Chief Grand Councillor
- In office 1851–1852
- Preceded by: Qi Junzao
- Succeeded by: Qi Junzao

Grand Councillor
- In office 9 September 1835 – 7 August 1837
- In office 31 January 1841 – 14 October 1852

Grand Secretary of the Wenhua Hall
- In office 21 February 1851 – 14 October 1852

Minister of Revenue
- In office 29 March 1845 – 1 February 1851 Serving with Qi Junzao (until 1850), Sun Ruizhen (since 1850)
- Preceded by: Jingzheng
- Succeeded by: Yucheng

Minister of Works
- In office 14 July 1841 – 29 March 1845 Serving with Liao Hongquan (until 1844), Chen Guanjun (1844–1845), Du Shoutian (since 1845)
- Preceded by: Jingzheng
- Succeeded by: Yucheng

Minister of Lifan Yuan
- In office 8 October 1838 – 14 July 1841
- Preceded by: Ujungge
- Succeeded by: Engui

lieutenant-general of Chahars
- In office 7 August 1837 – 8 October 1838
- Preceded by: Leshan
- Succeeded by: Buyantai

Personal details
- Born: Saišangga 1798
- Died: 1875 (aged 76–77) Beijing
- Spouse: Lady Fuca
- Relations: Imperial Noble Consort Gongsu (daughter) Chongqi (son) Empress Xiaozheyi (granddaughter)
- Parents: Jinghui (景煇) (father); Lady Janggiya (mother);
- Education: juren degree in the Mongolian Translation Examination (1816)
- Occupation: politician
- Clan name: Alut (阿魯特)
- Courtesy name: Heting (鶴汀)

Military service
- Allegiance: Qing dynasty
- Branch/service: Mongolian Plain Blue Banner
- Battles/wars: Taiping Rebellion

= Saišangga =

Qing dynasty politician (1798–1875)

Saišangga (ᠰᠠᡳ᠌ᡧᠠᠩᡤᠠ, 賽尚阿, 1798–1875), courtesy name Heting (鶴汀), was a Qing dynasty official and linguist from the Mongolian Alut clan and the Mongolian Plain Blue Banner. He was the father of Imperial Noble Consort Gongsu. His third son was Chongqi.
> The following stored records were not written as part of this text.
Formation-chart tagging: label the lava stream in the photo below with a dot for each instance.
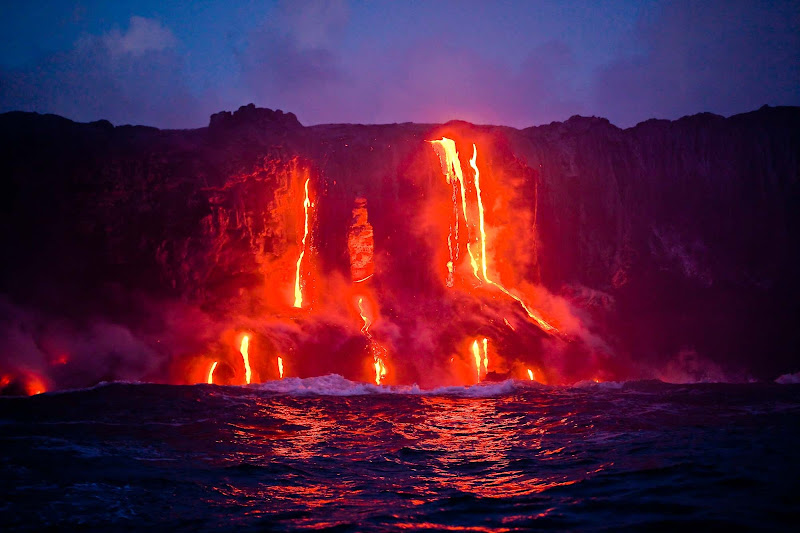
(531, 314)
(477, 355)
(367, 322)
(374, 347)
(298, 294)
(451, 167)
(211, 373)
(244, 351)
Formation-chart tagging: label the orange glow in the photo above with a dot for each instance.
(367, 322)
(298, 293)
(244, 351)
(380, 369)
(451, 167)
(376, 349)
(211, 373)
(531, 314)
(481, 226)
(476, 353)
(35, 385)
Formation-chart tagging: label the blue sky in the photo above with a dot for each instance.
(172, 64)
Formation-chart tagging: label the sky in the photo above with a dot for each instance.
(516, 63)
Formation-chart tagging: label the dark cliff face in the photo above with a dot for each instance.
(672, 243)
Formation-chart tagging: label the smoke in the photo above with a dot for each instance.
(125, 76)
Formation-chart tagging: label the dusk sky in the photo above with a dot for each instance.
(172, 64)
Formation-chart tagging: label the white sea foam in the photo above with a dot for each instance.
(336, 385)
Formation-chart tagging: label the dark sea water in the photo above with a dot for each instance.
(327, 454)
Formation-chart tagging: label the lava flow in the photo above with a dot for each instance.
(477, 355)
(298, 293)
(245, 355)
(451, 166)
(375, 348)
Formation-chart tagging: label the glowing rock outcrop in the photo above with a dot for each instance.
(361, 244)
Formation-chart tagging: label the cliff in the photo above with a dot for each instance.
(669, 243)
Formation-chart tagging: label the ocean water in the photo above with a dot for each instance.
(327, 454)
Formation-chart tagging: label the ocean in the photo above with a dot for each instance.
(327, 454)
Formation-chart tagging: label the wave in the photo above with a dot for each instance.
(336, 385)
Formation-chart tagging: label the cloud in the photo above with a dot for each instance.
(122, 76)
(722, 57)
(143, 35)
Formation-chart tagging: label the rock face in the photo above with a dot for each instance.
(361, 243)
(665, 239)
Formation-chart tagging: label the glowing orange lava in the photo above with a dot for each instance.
(476, 353)
(35, 385)
(244, 351)
(448, 157)
(211, 373)
(298, 293)
(380, 369)
(367, 322)
(486, 356)
(451, 167)
(375, 348)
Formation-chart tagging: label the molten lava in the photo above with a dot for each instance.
(476, 353)
(486, 356)
(376, 349)
(451, 168)
(244, 351)
(298, 293)
(211, 373)
(448, 157)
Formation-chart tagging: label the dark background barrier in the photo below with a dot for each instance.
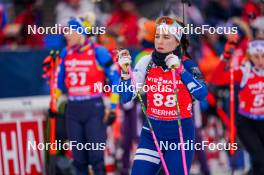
(20, 73)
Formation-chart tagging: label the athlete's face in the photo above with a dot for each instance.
(165, 42)
(73, 38)
(258, 60)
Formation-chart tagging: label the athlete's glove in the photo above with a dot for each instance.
(124, 60)
(231, 44)
(173, 62)
(110, 117)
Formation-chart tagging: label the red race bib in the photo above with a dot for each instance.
(251, 97)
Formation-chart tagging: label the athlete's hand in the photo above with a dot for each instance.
(230, 45)
(173, 62)
(110, 117)
(124, 60)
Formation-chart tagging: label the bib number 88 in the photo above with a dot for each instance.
(258, 100)
(168, 102)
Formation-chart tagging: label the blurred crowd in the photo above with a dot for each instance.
(131, 24)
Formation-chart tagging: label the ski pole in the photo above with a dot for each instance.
(53, 101)
(179, 122)
(149, 123)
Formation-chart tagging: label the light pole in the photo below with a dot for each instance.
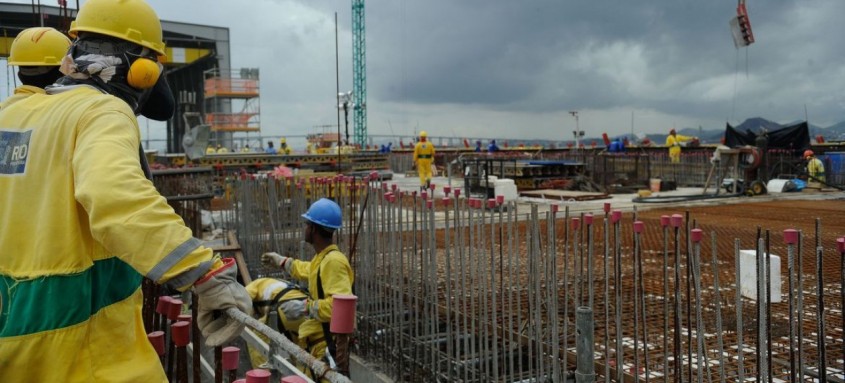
(577, 133)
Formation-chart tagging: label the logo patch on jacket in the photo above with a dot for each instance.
(14, 150)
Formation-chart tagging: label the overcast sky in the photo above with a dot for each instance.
(514, 69)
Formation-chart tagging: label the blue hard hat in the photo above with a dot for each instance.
(324, 212)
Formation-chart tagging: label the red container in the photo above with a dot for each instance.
(343, 314)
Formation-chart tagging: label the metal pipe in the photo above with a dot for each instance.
(585, 370)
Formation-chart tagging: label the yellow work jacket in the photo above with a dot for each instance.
(337, 277)
(81, 225)
(424, 151)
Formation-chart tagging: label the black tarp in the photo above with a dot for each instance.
(794, 137)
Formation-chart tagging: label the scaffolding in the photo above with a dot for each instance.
(232, 100)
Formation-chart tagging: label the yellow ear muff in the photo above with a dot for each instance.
(143, 73)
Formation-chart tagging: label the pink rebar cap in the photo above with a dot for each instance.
(343, 313)
(677, 220)
(615, 216)
(790, 236)
(163, 304)
(231, 358)
(639, 226)
(696, 234)
(258, 376)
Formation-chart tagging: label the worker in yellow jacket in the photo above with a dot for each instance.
(328, 274)
(674, 141)
(423, 159)
(267, 295)
(82, 225)
(815, 167)
(37, 52)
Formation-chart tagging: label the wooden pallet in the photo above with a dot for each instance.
(564, 195)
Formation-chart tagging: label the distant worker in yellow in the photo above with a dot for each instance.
(423, 158)
(815, 167)
(673, 141)
(37, 52)
(283, 146)
(82, 222)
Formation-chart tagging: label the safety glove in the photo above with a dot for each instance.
(219, 290)
(276, 261)
(294, 309)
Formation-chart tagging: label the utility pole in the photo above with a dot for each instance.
(577, 133)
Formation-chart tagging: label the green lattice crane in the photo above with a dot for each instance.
(359, 72)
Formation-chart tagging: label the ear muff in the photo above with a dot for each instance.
(143, 73)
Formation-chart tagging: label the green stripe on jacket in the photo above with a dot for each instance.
(59, 301)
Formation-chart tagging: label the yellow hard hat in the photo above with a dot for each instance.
(130, 20)
(40, 46)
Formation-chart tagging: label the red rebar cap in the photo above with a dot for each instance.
(790, 236)
(181, 333)
(185, 318)
(175, 309)
(696, 234)
(157, 340)
(615, 216)
(258, 376)
(231, 357)
(639, 226)
(677, 220)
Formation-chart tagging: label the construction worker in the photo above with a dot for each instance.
(423, 159)
(815, 168)
(328, 273)
(37, 52)
(83, 225)
(283, 146)
(673, 141)
(267, 295)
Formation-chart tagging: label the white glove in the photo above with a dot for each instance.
(293, 309)
(218, 291)
(276, 261)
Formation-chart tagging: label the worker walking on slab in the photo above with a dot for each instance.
(37, 52)
(674, 142)
(423, 159)
(328, 274)
(83, 225)
(815, 168)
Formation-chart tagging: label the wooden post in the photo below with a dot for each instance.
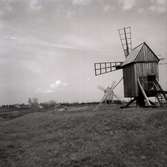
(143, 92)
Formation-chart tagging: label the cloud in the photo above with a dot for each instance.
(81, 2)
(127, 4)
(35, 4)
(159, 6)
(53, 87)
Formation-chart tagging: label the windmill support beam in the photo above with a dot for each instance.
(143, 92)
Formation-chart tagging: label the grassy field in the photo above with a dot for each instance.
(80, 136)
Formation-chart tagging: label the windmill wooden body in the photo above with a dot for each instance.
(140, 71)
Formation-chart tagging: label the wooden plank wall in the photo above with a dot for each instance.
(129, 81)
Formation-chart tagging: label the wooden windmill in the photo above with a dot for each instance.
(140, 71)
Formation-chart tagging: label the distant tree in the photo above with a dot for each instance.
(33, 102)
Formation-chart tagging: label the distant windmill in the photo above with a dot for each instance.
(140, 71)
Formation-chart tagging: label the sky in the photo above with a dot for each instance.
(48, 47)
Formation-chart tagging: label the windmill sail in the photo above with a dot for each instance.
(106, 67)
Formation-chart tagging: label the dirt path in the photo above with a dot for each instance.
(109, 137)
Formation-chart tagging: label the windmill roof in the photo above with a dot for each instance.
(133, 54)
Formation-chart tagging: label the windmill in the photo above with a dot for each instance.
(140, 71)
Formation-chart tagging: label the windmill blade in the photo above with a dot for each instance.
(106, 67)
(101, 88)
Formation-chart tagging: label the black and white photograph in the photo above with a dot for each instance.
(83, 83)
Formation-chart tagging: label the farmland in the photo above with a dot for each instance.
(76, 136)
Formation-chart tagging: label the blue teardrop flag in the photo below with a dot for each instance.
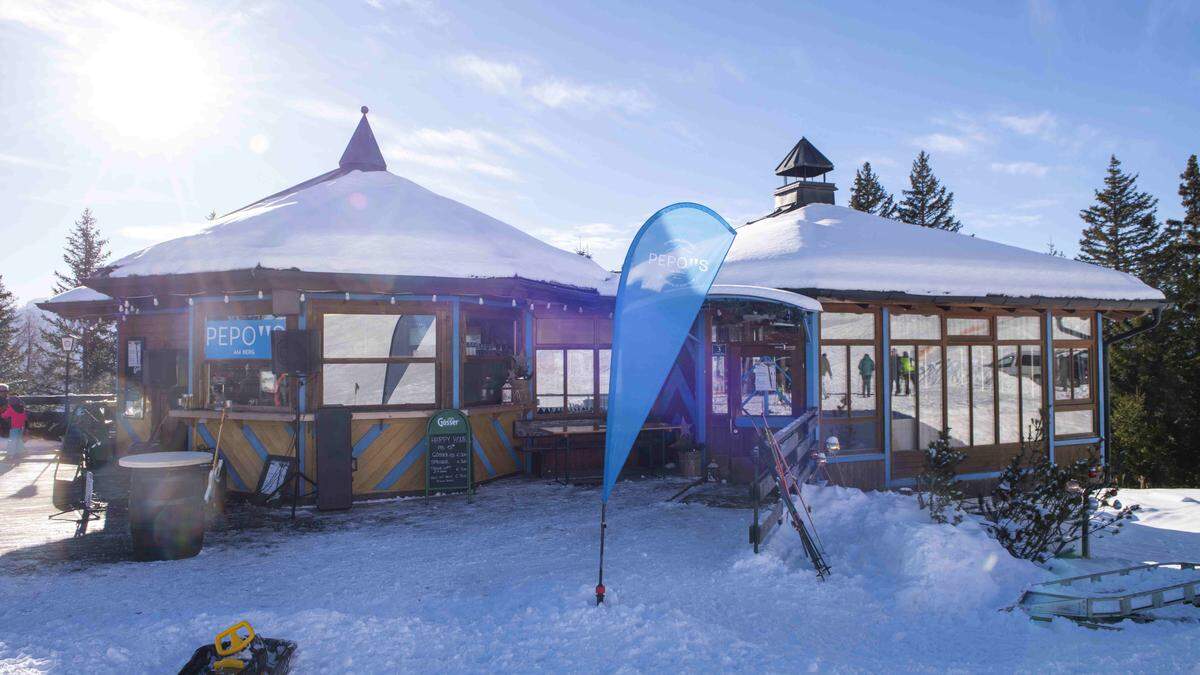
(667, 273)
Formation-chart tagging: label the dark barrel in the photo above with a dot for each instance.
(167, 503)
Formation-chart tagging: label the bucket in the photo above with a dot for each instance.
(167, 503)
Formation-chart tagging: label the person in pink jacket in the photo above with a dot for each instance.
(16, 416)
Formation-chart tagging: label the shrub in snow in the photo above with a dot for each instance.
(1038, 508)
(937, 488)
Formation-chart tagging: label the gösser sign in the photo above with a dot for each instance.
(240, 338)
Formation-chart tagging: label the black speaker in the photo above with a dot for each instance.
(335, 459)
(162, 368)
(292, 352)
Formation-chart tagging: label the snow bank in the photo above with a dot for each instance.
(367, 222)
(839, 249)
(78, 294)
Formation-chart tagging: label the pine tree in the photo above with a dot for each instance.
(927, 202)
(94, 365)
(1122, 226)
(10, 358)
(868, 193)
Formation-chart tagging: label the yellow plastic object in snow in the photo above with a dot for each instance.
(235, 639)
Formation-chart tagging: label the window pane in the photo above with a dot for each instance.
(983, 396)
(1031, 389)
(581, 372)
(863, 402)
(1072, 327)
(378, 383)
(843, 326)
(929, 384)
(904, 400)
(1019, 327)
(720, 395)
(916, 327)
(834, 381)
(1007, 371)
(967, 327)
(549, 376)
(958, 404)
(1068, 423)
(364, 335)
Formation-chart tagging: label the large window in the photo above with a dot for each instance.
(850, 378)
(379, 359)
(490, 342)
(571, 365)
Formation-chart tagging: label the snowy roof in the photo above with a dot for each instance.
(365, 222)
(828, 248)
(77, 294)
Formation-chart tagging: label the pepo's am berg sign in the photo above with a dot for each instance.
(240, 338)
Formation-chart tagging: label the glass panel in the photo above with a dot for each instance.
(1069, 423)
(863, 404)
(489, 336)
(549, 380)
(834, 381)
(1072, 327)
(969, 327)
(929, 394)
(958, 402)
(983, 396)
(904, 401)
(364, 335)
(844, 326)
(378, 383)
(605, 357)
(916, 327)
(243, 383)
(1009, 394)
(581, 372)
(720, 394)
(1019, 327)
(1031, 388)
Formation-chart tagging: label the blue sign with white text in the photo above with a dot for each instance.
(667, 273)
(240, 338)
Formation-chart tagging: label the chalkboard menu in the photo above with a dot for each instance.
(449, 461)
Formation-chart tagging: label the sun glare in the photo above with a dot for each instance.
(149, 83)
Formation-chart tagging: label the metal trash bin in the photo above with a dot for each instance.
(167, 503)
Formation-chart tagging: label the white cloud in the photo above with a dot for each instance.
(1020, 168)
(942, 143)
(1042, 124)
(493, 76)
(499, 77)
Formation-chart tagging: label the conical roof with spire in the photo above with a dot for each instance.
(804, 161)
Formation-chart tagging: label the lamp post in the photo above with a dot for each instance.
(69, 344)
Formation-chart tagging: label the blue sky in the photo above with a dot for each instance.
(576, 121)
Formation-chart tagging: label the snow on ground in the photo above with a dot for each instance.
(505, 585)
(839, 249)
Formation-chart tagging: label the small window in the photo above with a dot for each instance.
(844, 326)
(363, 335)
(1019, 327)
(969, 327)
(916, 327)
(1072, 327)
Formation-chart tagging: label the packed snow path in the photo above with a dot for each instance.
(507, 585)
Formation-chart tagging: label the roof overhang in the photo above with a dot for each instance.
(261, 279)
(736, 292)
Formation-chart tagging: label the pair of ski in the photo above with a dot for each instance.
(786, 489)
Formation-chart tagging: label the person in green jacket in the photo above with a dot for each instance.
(865, 370)
(907, 374)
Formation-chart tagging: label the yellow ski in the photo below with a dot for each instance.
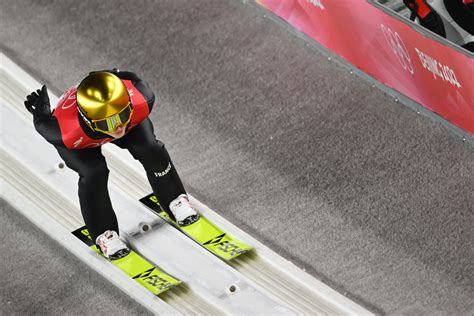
(136, 267)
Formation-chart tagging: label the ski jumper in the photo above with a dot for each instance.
(80, 148)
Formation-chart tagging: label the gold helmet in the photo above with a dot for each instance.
(103, 101)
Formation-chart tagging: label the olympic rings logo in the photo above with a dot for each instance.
(398, 48)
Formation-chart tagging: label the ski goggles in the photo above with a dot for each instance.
(110, 124)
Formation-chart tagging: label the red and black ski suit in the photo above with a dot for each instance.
(80, 148)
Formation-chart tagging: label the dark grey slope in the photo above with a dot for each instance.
(38, 276)
(328, 171)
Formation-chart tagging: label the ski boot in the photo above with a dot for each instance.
(111, 246)
(183, 211)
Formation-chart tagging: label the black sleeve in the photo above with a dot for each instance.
(48, 127)
(461, 14)
(141, 85)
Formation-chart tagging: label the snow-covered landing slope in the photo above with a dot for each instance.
(33, 182)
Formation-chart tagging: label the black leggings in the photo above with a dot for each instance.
(90, 164)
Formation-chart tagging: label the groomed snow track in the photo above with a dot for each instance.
(35, 183)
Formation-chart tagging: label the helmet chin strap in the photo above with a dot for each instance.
(84, 117)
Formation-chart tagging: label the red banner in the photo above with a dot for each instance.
(396, 54)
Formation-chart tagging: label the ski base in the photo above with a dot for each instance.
(204, 232)
(136, 267)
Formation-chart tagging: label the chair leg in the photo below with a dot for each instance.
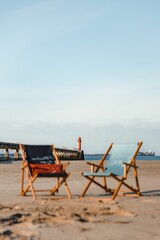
(86, 188)
(56, 188)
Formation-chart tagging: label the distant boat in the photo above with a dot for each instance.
(150, 153)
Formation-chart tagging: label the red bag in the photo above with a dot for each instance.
(45, 168)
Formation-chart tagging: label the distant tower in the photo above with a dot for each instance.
(79, 143)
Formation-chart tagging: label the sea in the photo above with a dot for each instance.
(88, 157)
(91, 157)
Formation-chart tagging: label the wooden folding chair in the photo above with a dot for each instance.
(42, 161)
(122, 159)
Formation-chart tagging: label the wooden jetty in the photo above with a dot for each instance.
(63, 153)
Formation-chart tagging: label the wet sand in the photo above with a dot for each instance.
(93, 217)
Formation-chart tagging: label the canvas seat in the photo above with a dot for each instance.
(42, 161)
(122, 161)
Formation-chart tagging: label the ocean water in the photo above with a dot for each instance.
(91, 157)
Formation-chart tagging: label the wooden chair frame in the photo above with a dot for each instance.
(120, 179)
(27, 176)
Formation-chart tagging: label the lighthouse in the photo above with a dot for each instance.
(79, 143)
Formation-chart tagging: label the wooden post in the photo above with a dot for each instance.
(79, 143)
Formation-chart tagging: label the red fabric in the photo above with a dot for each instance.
(45, 168)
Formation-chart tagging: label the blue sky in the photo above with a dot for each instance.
(80, 68)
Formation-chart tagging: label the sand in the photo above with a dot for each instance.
(93, 217)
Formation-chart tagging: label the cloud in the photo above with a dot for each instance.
(95, 137)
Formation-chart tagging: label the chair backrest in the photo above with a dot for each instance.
(39, 154)
(119, 154)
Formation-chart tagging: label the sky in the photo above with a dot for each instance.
(88, 68)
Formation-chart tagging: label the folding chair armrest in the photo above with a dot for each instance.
(94, 165)
(65, 165)
(130, 165)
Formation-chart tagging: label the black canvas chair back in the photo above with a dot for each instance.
(39, 154)
(42, 161)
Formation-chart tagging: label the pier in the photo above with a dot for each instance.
(63, 153)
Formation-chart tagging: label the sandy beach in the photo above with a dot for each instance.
(57, 217)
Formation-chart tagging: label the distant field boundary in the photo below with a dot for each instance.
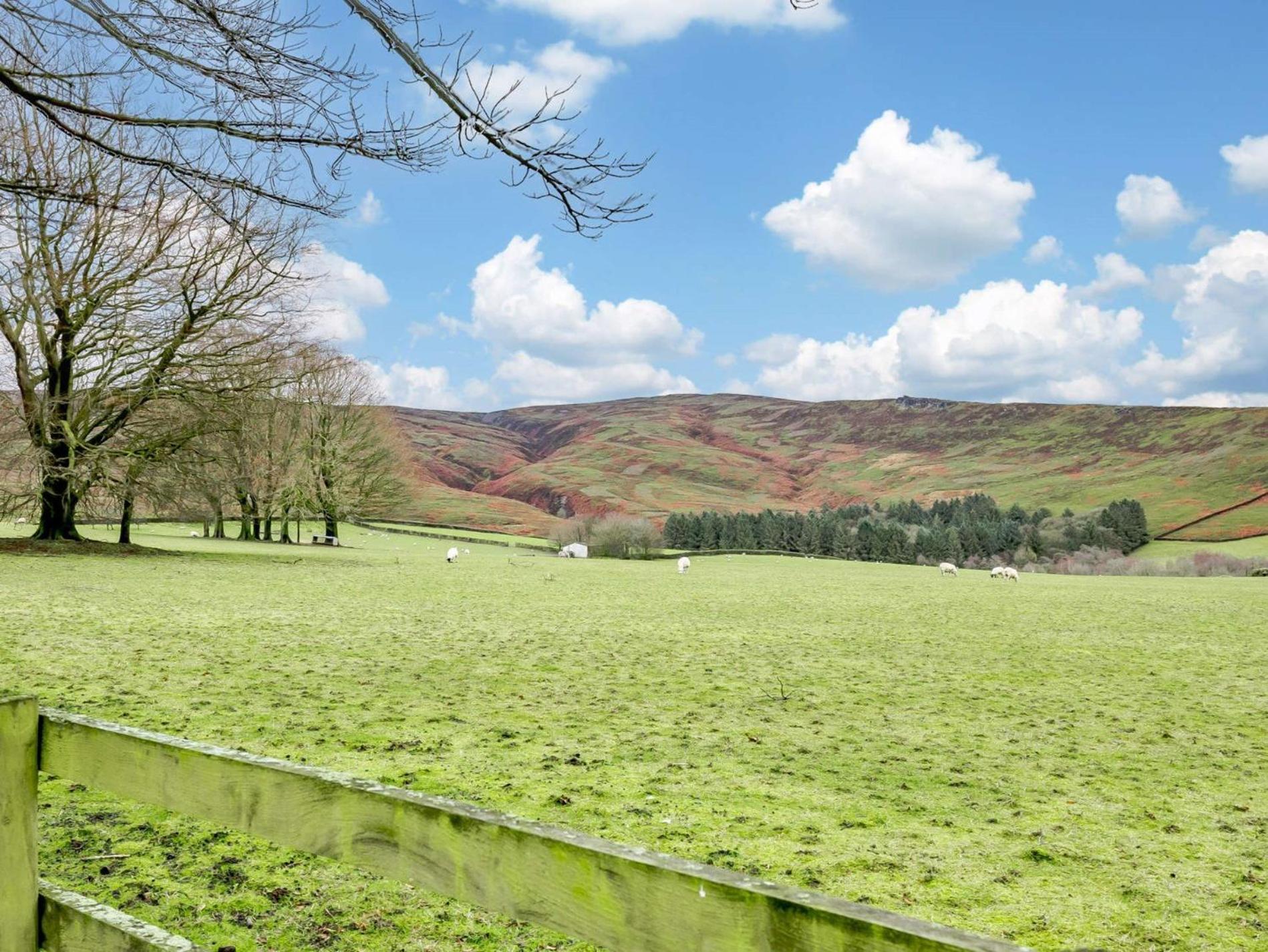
(628, 899)
(1210, 542)
(363, 524)
(1253, 500)
(680, 553)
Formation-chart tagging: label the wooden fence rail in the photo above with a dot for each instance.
(621, 898)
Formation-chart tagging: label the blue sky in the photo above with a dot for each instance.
(1130, 137)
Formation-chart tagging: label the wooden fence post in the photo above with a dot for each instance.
(19, 888)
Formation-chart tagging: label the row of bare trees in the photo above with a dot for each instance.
(158, 349)
(263, 457)
(161, 165)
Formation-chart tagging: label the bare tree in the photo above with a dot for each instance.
(112, 307)
(353, 453)
(247, 94)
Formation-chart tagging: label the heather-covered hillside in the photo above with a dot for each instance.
(518, 470)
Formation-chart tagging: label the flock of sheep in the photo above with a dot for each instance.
(1005, 572)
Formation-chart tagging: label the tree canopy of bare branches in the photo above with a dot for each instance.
(248, 96)
(112, 309)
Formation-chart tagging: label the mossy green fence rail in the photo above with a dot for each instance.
(621, 898)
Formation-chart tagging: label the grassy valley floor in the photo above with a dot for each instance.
(1066, 761)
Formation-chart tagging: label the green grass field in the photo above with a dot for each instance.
(1174, 549)
(1066, 762)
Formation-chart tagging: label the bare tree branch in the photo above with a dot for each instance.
(243, 94)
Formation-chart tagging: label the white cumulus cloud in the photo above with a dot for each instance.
(1223, 303)
(519, 305)
(428, 387)
(1114, 274)
(369, 210)
(339, 291)
(1220, 398)
(1149, 207)
(642, 21)
(542, 381)
(998, 341)
(1248, 162)
(1046, 249)
(556, 347)
(906, 214)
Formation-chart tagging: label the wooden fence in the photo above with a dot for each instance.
(621, 898)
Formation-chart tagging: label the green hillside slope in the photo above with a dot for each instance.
(516, 470)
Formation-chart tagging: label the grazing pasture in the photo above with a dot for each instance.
(1066, 762)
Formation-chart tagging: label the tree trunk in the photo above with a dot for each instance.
(126, 520)
(244, 519)
(57, 502)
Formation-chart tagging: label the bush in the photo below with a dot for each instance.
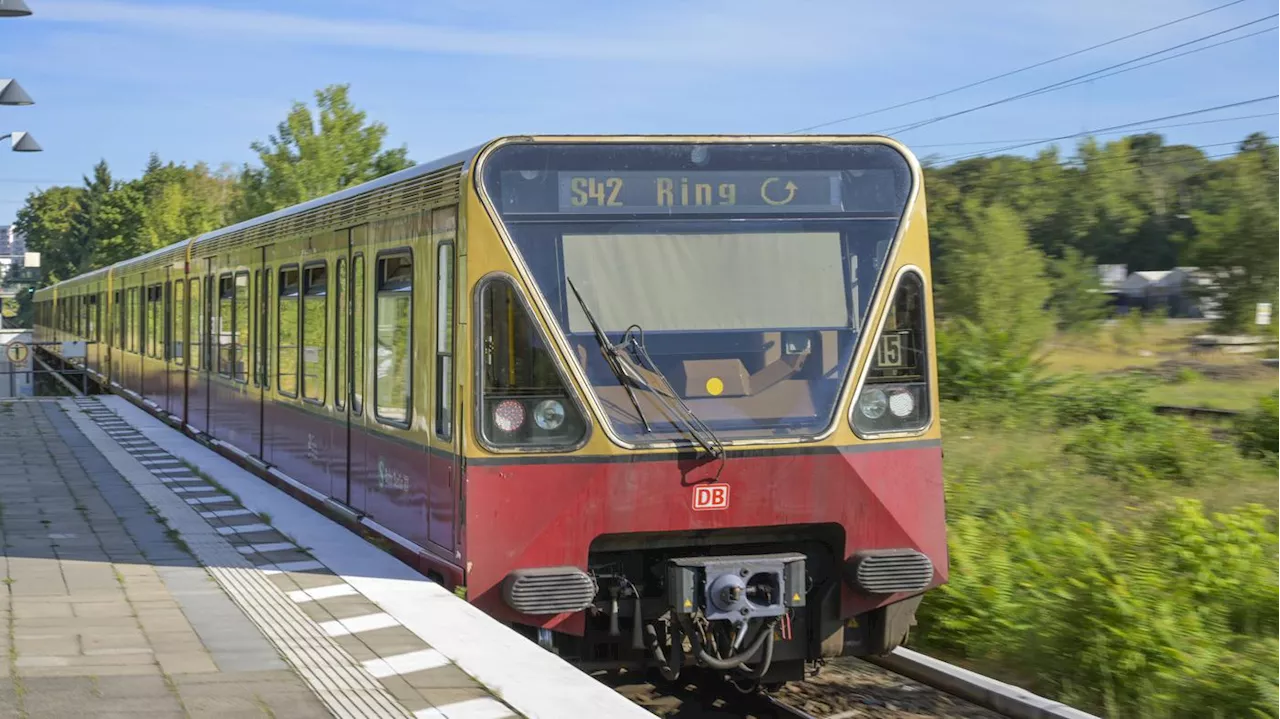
(986, 363)
(1112, 398)
(1258, 431)
(1139, 449)
(1174, 616)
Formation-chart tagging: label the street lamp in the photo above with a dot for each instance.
(23, 142)
(13, 94)
(13, 9)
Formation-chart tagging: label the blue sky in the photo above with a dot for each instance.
(200, 79)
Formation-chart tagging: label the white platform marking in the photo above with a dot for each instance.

Saišangga obtained juren degree in the Mongolian Translation Examination (蒙古繙譯) in 1816. The Translation Examination (繙譯科) was an imperial examination subject that only young Bannermen can participate in; the Mongolian Translation Examination required translating from Mongolian to Manchu. Influenced by his father Jinghui (景煇), whom was also a linguist, Saišangga was proficient in Manchu, Mongolian and Chinese. Therefore, he was highly valued by Daoguang and Xianfeng. He had served as Grand Councillor, Minister of Lifan Yuan, Minister of War, Minister of Works, Minister of Revenue, Minister of Personnel, Grand Secretary and other positions. During the First Opium War, he was twice sent to Tianjin to supervise the defense of the coast.

In the year 1851, Taiping Rebellion broke out in Guangxi. The provincial governor Zhou Tianjue (周天爵) and provincial military commander Xiang Rong were unable to suppress the rebellion. Saišangga was made in charge of military affairs in Guangxi to fight against the Taiping rebels, cooperating financially with Qishan. Accused of allowing the rebels to move from Guangxi to Hunan, he was dismissed and escorted to Beijing for trial.

In 1853, Saišangga was stripped of official position, imprisoned and waited for execution. However, Xianfeng Emperor pardoned him and exiled him to Zhili. In 1855, he was sent to serve at frontier military outposts (軍台效力). Soon after the Second Opium War broke out, he was recalled to the capital and ordered to train Chahar Mongolian soldiers. he was appointed the deputy lieutenant-general of the Mongolian Plain Red Banner (正紅旗蒙古副都統) in 1860. He died in 1875.